Prosecution Under Income Tax Act. 1956

There are various offences for which prosecution is prescribed under the Income Tax Act. However, here I will only discuss the offences relating to evasion of taxes.


Willful attempt to evade any tax, penalty or interest, is punishable under section 276C(1) of the Act. A person making a false statement in any verification, or delivering a false account or a statement may also be prosecuted under section 277. Similarly, if a person abets or induces another person to make and deliver a false account or a false statement or declaration, he may be prosecuted under section 278.

The punishment for these offences is very stringent. If the amount sought to be evaded is more than 1 lakh, the person may be punished with rigorous imprisonment ranging from six months to seven year. If the amount sought to be evaded is less than 1 lakh, the term of imprisonment may range from three months to three years.
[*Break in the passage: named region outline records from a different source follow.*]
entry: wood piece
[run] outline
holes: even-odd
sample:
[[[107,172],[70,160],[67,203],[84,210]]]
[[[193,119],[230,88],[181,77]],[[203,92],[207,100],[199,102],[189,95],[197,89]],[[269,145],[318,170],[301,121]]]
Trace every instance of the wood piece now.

The offender may also be required to pay a fine at the discretion of the court.


In addition, the offence of wilful failure to furnish returns of income is punishable under section 276CC and 276CCC of the Act. For these offences, the punishment may be imprisonment ranging from three months to seven years along with a fine.

If a person wilfully enables another person to evade tax by making false entries in the books of account or by making a false statement, he may be prosecuted under section 277A of the Act for which the punishment is rigorous imprisonment of a term ranging from three months to three years along with a fine. Thus, it may be clarified that not only the person filing a false return or making a false statement is liable to be prosecuted but also the person who helped him do so. Persons rendering professional services get covered by this provision.
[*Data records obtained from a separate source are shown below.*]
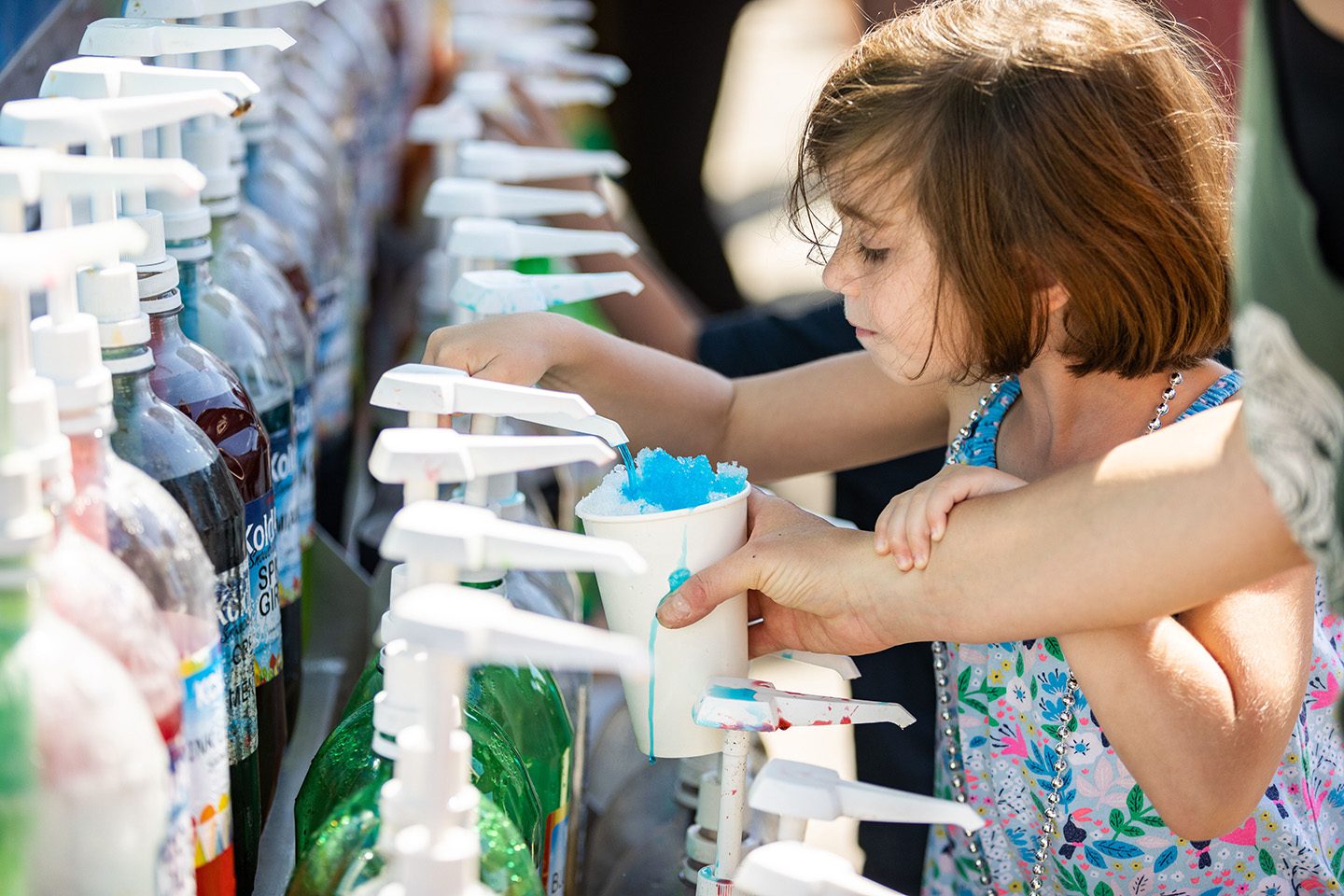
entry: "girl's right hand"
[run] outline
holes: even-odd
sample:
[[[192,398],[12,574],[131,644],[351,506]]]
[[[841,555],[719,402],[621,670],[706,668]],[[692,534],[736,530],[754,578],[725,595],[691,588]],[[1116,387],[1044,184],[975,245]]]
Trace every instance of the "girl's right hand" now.
[[[466,371],[496,383],[536,386],[564,363],[587,330],[586,325],[573,318],[548,312],[441,326],[429,337],[425,363]]]
[[[923,570],[934,543],[948,531],[952,508],[1024,485],[1024,480],[992,466],[945,466],[931,480],[891,498],[874,527],[872,545],[879,555],[892,555],[903,572]]]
When a person is found to have committed any of the above offences and there is evidence to prove that he has wilfully done so, the assessing officer can file a complaint in the court for which the assessee will be tried. The court shall presume the assessee to be guilty unless the accused assessee can produce necessary evidence to prove otherwise. Thus, the responsibility of proving innocence is placed on the accused. On conclusion of the trial proceedings, the court may convict the accused and he may be punished with imprisonment and fine.


Thus, it may be noted that wilful attempt to evade tax is treated as a criminal offence, for which one may be sent to jail and the term would be minimum of three months but could be as high as seven years.
Any person committing the offence is liable to be prosecuted. In the case of an offence committed by a company or a partnership firm, every person who is in charge of or responsible for the conduct of the business of the company or the firm is deemed to be guilty and can be prosecuted. In the case of a Hindu Undivided Family, it is the Karta who is deemed to be guilty of the offence.
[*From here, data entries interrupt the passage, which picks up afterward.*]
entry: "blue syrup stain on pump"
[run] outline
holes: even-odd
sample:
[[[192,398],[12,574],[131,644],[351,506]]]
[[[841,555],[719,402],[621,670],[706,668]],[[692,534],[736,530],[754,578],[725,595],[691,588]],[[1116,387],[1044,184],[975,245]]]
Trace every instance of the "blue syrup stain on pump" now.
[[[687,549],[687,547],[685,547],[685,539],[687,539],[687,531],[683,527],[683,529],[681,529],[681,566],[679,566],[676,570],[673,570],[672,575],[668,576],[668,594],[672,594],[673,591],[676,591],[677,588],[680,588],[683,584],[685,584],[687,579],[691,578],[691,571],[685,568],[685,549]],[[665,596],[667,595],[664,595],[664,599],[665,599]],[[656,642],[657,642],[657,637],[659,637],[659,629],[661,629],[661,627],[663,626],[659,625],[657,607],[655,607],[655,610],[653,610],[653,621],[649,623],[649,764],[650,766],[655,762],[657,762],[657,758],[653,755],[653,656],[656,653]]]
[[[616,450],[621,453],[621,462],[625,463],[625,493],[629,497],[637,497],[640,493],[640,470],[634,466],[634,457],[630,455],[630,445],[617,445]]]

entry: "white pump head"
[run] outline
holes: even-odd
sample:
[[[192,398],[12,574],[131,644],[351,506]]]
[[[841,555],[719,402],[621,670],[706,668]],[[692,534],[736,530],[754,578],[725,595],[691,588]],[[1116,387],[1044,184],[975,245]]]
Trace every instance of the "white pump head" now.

Prosecution proceedings in the court are long drawn out proceedings, which may go on for years. Besides involving huge costs by way of hefty advocate fees, travel expenses and loss of business hours, they are like Damodes’ sword, which will never let the accused person rest in peace or allow him to concentrate on his business or profession. Even if he is not finally convicted, he would have lost many precious years of his life. Thus, he would lose much more than he thinks he would have saved by evading taxes. It is not worth it. It is to be well understood and internalized that one may be caught and may have to face the dreaded consequences.


I will be failing in my duty if I çlo not educate the tax payers fully. And the silver lining to the dark cloud is that there is a provision for the compounding of an offence. Compounding refers to a settlement by virtue of which the prosecution proceedings against the accused may be dropped in lieu of payment of monetary compensation by the accused The power to compound an income-tax offence is vested with the senior-most officers of the department, i.e. the Chief Commissioners of Income Tax and the Directors General of Income Tax. Application for compounding of the offence can be made either before or after institution of the proceedings. Depending upon the facts of the case, the nature of the offence and on fulfilment of certain other conditions, the offence may be compounded if the Chief Commissioner or the Director General is satisfied that the case is fit for compounding. The accused is then asked to pay the requisite compounding fee and on payment of such fee, the prosecution complaint is either not filed or withdrawn.
The offences pertaining to evasion of tax, i.e. wilful attempt to evade tax, wilful failure to furnish return of income, wilfully making false verification or delivering false accounts, etc. or abetting another person to do so are more serious than the other offences for which prosecution is prescribed. Ordinarily, such offences may not be compounded.


The above is only an overview of the provisions relating to penalty and prosecution for tax evasion. These may be a little difficult for the readers to comprehend. However, those who have already been caught and have reached the stage of penalty or prosecution would have appointed tax experts to help guide them during the proceedings.


As discussed in details above, when evasion of tax is established against a person, the consequences are very harsh. In addition to monetary cost by way of penalty and fines, the fear of landing up in jail is highly tormenting. Thus, the cost of evasion may turn out to be far more dreadful than the tax itself. It is a wise policy to show income truthfully, pay taxes correctly and file the returns timely. This is the key to retaining mental peace — do not lose it, it is priceless. Be a proud citizen of the country and participate in its economic growth and prosperity. Pay tax and contribute in the forward march of civilization. Somebody has rightly said that “the path of civilization is paved with tax receipts”. Let your tax receipts also get embedded in the path.